Finland is interesting because it is similar to Scotland in terms of population and size, and in attitude to public health provision. Payments for access to service have been brought in over the last twenty years up to a ceiling up to 693€ per year, including some medicines. All staff are salaried, funded by taxation. Some areas (3.5- 4 million patients) of Finland have a self-referral system. There is a move away from a GP being the gatekeeper for services. The new system is self-referral for physiotherapy, and other services, and they are finding it more effective.
For twenty years, there have been attempts to reform healthcare. There was a move to introduce more private health care several years ago, to a mixed healthcare model. It didn't get through Parliament and directly led to a change of government.
Respondents were a clinician and a nurse in charge of rural hospital
In Iceland, adults pay at point of access to primary care services, children don't pay, and retired people pay a reduced amount, the range is £10-20. Rural primary care is in crisis due to a shortage of doctors. It is severely undermanned, only the older doctors are left. There are too few GPs per 1000 population. There are very few NPs in Iceland. Nurses can't prescribe. Therapists are all in rural teams – they visit rural health care stations.
On the whole, Icelandic people understand that rural primary care is struggling, but often they prefer to go straight to specialists.
South Africa has a dual health system, private (20%) and public (80%). Nonetheless, as the total spend is 80% private sector, 20% public, there are massive inequities. A national health insurance bill is being reviewed by Parliament. First contact care is at primary care clinics, staffed by NPs, with visiting doctors, the aim is that everyone is within 5km of a clinic, this is not achievable. Health centres are supposed to have more facilities and a doctor present every day.
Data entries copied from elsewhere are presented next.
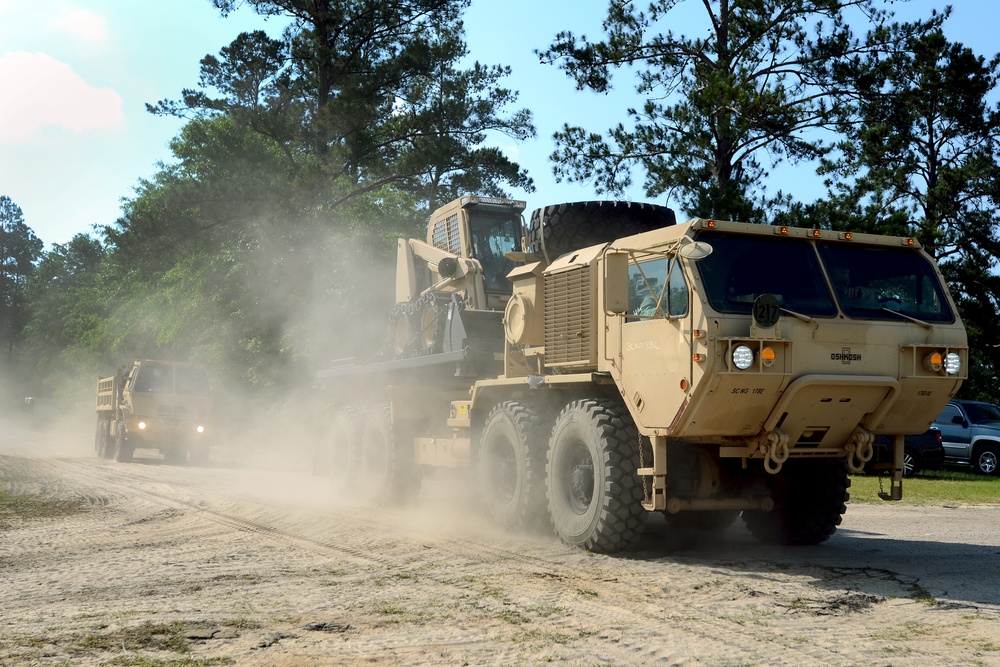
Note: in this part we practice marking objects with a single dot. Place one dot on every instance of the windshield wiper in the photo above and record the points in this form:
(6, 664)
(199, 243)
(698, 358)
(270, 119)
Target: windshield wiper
(883, 309)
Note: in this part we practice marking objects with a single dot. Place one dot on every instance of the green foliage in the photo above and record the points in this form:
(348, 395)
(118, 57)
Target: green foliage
(19, 248)
(752, 85)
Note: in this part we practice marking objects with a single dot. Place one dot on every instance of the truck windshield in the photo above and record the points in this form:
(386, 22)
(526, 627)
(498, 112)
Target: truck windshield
(743, 266)
(877, 282)
(865, 281)
(191, 380)
(493, 236)
(153, 378)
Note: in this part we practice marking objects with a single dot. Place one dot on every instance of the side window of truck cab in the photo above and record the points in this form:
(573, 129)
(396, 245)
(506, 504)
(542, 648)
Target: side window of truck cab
(655, 290)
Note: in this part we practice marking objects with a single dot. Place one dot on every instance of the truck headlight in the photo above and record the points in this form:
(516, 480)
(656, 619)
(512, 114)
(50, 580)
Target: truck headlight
(952, 363)
(742, 357)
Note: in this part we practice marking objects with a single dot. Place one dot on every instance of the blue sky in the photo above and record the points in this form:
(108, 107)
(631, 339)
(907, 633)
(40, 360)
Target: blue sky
(75, 75)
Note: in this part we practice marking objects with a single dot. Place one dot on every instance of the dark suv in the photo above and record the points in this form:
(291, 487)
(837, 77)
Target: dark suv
(970, 433)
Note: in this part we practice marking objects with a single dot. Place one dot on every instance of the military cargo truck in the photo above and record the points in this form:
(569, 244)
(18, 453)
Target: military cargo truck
(616, 363)
(162, 405)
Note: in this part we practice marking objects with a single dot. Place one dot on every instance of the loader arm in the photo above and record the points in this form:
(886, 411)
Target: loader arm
(422, 268)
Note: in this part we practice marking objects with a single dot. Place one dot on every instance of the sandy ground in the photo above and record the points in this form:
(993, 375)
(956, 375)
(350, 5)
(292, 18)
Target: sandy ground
(252, 561)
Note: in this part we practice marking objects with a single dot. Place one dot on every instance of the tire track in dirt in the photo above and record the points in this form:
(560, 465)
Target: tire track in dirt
(440, 570)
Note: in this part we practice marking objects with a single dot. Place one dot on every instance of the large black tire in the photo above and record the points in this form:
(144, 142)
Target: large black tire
(703, 521)
(511, 466)
(102, 440)
(594, 493)
(987, 459)
(123, 452)
(556, 230)
(386, 472)
(810, 497)
(342, 447)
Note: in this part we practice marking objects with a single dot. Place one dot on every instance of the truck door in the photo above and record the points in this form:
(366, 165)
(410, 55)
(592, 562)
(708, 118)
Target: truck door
(656, 340)
(956, 432)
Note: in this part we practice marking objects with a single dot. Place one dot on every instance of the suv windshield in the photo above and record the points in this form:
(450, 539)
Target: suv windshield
(982, 413)
(867, 281)
(493, 236)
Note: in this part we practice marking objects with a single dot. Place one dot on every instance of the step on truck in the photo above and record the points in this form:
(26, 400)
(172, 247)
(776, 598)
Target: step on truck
(162, 405)
(602, 361)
Respondents included a rural health academic, an academic general practitioner, and a health service manager
There are massive differences in rural and urban delivery in Australia. Urban delivery remains dominated by the traditional general Practice fee for service model and market forces make it difficult to introduce coherent reform. Provision varies considerably by state.
In the remote areas of Northern Territory, Western Australia, South Australia and Queensland the fee-for-service model is not workable, and need has driven change. The Aboriginal health service is seen as an example of multi-disciplinary team working which has not been able to be replicated in urban Australia. One doctor towns have become a thing of the past. Community involvement is key, and respondents stressed the importance of rural generalist practice.